5 Espérer un bond report du Front national
En dehors des facteurs qui peuvent embarrasser l'adversaire - forte abstention de gauche et mauvais reports de voix -, NKM doit aussi bénéficier de paramètres positifs pour déjouer les sondages. A la bonne dynamique à droite au premier tour, elle doit aussi ajouter un report de voix exemplaire au second. Sur ce terrain, le problème de l'ancienne ministre est la faiblesse de ses réserves de suffrages, en raison de l'alliance large qu'elle a réalisé avant le premier tour. L'avantage, c'est qu'elle n'aura pas à rebâtir ses listes pour le 30 mars - ce qui lui fera gagner du temps -, contrairement à Hidalgo qui devra intégrer des candidats écolos, là où ils auront franchi la barre des 5%. Pour ce qui concerne le PG, les fusions ne sont pas envisagées. Idem pour NKM avec le Front national dont elle est une irréductible opposante. Toutefois, dans le secret de l'isoloir, elle bénéficiera d'un report des voix d'extrême droite. Sur 100 électeurs du FN au premier tour, estime l'Ifop, 52 se reporteraient sur la liste de droite, 8 sur celle de gauche et 40 préfèreraient l'abstention. La difficulté est d'améliorer ce report sans faire fuir l'électorat centriste. La quadrature du cercle !
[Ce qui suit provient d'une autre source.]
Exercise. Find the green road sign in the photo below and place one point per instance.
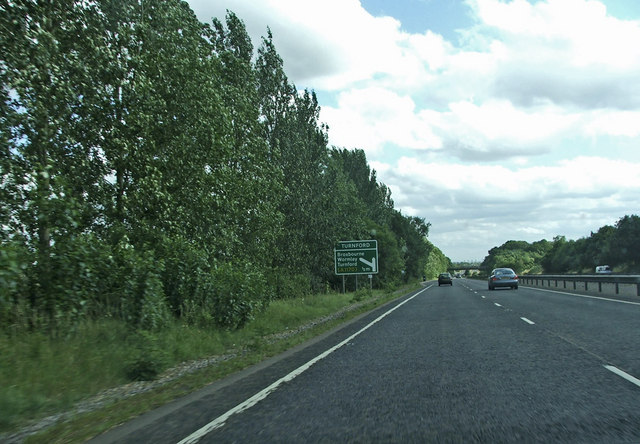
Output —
(356, 257)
Au final, Nathalie Kosciusko-Morizet doit impérativement cumuler ces 5 conditions pour faire mentir des sondages qui lui sont défavorables de façon tenace. Mais une élection n'est pas jouée tant qu'elle n'a pas eu lieu... jusqu'au second tour. Le précédent de la campagne Chirac en 1995 peut fournir un motif d'espoir à NKM... même si les sondeurs se montrent dubitatifs. Sans compter les dernières embûches qui parsèment son parcours. Déjà, en novembre 2013, le site Délits d'opinion s'était interrogé sur les chances pour la droite de reconquérir Paris : l'analyse ne débordait pas d'optimisme.